But there’s still a short window to prevent the worst consequences. Scientists agree if we cut emissions sharply and quickly, we could prevent even higher temps and more irreversible damage.

“The reality is, each one of us has to halve our emissions by 2030,” said Melissa Brown-Goodall, senior director of the University of Pennsylvania’s Environmental Innovations Initiative.

How do we do it? One of the problems with transitioning to a so-called “green” life is there’s an absurd number of options, from using metal straws and reusable water bottles to traveling by bicycle or electric car. Just trying to do the right thing for the planet can make your head spin.

“Folks are starting to see ecological disasters, and they’re feeling an immense, overwhelming anxiety from it,” said Rachel Valletta, environmental scientist at the Franklin Institute. “And what that does, psychologically, is it keeps us from acting. Of course, that’s the exact opposite thing that we need to advocate for folks doing right now.”

Here are some tips from Philly climate experts on the most impactful lifestyle changes you can make to lessen the blow on our planet.

Calculate your carbon footprint

So you want to lessen your personal impact on the environment? Good news. There’s an easy first step.

“One of the first things folks who are interested in being part of the solution should do is calculate their carbon footprint,” said Brown-Goodall, of UPenn. “That which is measured is managed.”
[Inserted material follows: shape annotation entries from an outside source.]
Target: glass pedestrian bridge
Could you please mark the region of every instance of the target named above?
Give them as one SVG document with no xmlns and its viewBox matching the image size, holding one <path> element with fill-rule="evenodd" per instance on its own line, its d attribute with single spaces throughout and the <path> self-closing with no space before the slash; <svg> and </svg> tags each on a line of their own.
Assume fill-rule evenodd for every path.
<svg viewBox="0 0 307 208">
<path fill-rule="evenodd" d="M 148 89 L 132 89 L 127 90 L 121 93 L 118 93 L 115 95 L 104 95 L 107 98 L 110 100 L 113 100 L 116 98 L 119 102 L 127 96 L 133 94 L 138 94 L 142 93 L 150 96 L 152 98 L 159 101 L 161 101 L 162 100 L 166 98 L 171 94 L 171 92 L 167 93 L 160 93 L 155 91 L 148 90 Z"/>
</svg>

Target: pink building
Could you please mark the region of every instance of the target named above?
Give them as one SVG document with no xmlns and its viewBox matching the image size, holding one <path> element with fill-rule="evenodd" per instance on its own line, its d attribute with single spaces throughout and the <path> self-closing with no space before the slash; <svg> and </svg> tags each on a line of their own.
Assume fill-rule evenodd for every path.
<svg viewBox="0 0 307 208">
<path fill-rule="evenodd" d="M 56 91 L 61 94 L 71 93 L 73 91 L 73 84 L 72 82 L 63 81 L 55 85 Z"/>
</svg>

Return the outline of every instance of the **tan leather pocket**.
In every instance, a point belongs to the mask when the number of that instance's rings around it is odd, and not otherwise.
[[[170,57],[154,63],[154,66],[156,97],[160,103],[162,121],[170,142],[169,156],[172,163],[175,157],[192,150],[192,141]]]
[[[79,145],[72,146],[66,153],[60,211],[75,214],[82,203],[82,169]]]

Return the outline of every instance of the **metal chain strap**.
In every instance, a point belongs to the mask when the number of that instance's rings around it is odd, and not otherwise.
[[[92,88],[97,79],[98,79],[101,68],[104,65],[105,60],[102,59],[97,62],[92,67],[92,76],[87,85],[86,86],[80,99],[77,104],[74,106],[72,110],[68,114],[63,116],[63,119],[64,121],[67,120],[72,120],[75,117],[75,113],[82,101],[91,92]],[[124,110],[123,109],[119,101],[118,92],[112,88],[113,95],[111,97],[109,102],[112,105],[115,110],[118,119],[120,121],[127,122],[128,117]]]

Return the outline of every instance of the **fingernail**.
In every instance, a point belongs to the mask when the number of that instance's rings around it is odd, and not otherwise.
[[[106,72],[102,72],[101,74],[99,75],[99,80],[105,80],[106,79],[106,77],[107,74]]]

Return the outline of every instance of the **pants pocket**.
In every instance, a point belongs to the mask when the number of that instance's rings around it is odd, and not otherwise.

There’s a ton of calculators out there on the internet. On the EPA’s, for example, you enter info like how much your electric bill costs each month, how you get around, and how much you waste. It’ll calculate your carbon info and likely offer some areas where you could do better.

Said Brown-Goodall of suggested initial changes, “There should be some low hanging fruit.”

Eat less meat

This tip is often the one people least want to hear, scientists say — but it’s also among the most effective: Cut meat from your diet.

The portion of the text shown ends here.